Коллетт снова уставилась на журнал. Он мог принадлежать как Доналу, так и прежнему жильцу, второпях спрятавшему журнал, или даже подростку. Не вошел ли в эту стадию и ее собственный сын Барри? Может, и он раздобыл подобный журнал и в страхе прячет его под матрас, когда Шейла, работающая у них с самого его младенчества, поднимается к нему в комнату, чтобы прибраться? Даже если он и станет с ней разговаривать, то уж точно не на подобные темы. Ее мятежный сын бодается с этим миром с самого своего рождения. Ронан уже на первом курсе в Тринити, и у него никогда не было периодов гнева. Карл слишком юн для такого. Но Барри – тот винил ее во всем на свете.
В последний раз, когда она звонила домой, трубку снял он, и Коллетт спросила у него, как дела. Она и сама знала, как глупо звучит эта наигранная веселость, вызванная тем, что на самом деле она страшилась его реакции. Он тогда сказал ей: «Отъебись». Да, именно так, сказал: «Отъебись» – и бросил трубку. Только позднее она сообразила, что нужно было дозваниваться до тех пор, пока трубку не снял бы Шон, и они вместе обсудили бы поведение сына. Но когда Барри так сказал, у нее перехватило дыхание. Она так и продолжала сидеть в холле гостиницы с трубкой в руке, слушая частые гудки и уставившись на черную коробочку с прорезью, куда она только что опустила монету в двадцать пенсов. То, что ее сын так жестоко отвергал ее, не было чем-то необычным – глупо было удивляться.
Она тогда попыталась собраться с мыслями, донести их до комнаты, двигаясь медленно и аккуратно, чтобы ничего не расплескать. Усевшись за маленький складной столик, она постаралась изложить свои чувства как можно более простым языком, до того ее ранили слова сына. Это было сродни тому, когда ты упираешься в стеклянную стену, испытывая шок и растерянность оттого, что не можешь прикоснуться к жизни, проистекающей по ту сторону. И когда она излила свою боль в стихотворных строках, только тогда она отступила. Все витиеватости, если надо, можно добавить позднее, на первой же стадии от нее требовалась честность перед самой собой.

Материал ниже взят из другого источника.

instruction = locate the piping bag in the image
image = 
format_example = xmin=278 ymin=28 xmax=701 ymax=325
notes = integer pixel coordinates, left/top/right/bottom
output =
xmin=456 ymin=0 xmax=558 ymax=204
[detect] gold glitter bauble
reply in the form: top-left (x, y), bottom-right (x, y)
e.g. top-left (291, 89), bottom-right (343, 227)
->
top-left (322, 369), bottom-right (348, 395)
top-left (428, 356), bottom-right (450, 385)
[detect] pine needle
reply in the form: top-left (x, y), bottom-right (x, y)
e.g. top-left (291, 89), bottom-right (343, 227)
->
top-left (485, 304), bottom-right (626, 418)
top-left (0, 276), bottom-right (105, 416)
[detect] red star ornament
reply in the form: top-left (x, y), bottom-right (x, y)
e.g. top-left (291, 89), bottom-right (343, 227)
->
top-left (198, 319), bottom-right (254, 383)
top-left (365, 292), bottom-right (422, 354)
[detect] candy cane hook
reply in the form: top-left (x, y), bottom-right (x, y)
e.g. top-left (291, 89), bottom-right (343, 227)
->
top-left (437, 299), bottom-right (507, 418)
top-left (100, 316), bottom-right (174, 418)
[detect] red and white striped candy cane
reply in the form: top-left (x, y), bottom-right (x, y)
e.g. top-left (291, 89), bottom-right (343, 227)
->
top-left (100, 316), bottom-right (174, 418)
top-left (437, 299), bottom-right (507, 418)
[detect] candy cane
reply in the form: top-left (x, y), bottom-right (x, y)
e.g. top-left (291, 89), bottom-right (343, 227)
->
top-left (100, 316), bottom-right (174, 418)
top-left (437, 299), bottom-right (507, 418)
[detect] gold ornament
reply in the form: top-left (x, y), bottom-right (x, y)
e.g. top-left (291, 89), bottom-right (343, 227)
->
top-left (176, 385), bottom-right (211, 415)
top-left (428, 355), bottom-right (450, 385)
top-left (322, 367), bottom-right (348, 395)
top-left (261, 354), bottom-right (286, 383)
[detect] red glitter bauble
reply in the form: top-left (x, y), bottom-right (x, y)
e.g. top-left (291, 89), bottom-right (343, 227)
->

Она вернула журнал на прежнее место и захлопнула крышку сундука. Ну уж нет, пусть этот дом станет ее личным святилищем. Она может сделать из этого места дом. Она не станет прятаться, а просто уединится. Ей есть чем тут заняться.
Найл все никак не мог отыскать свою школьную форму. Накануне мама отправила ее в стирку, поэтому он проверил в прачечной, но не нашел. Отца он не мог спросить, потому что тот давал по телефону интервью в прямом радиоэфире, к тому же он все время сердился, если Найл терял свои вещи, а это происходило постоянно. Он знал, что сегодня отец отправляется в Дублин и должен закинуть его в школу по дороге. Как же он разорется, когда узнает о пропавшей форме!
– Не зря Донегол называют позабытым графством, – ревел в телефон отец.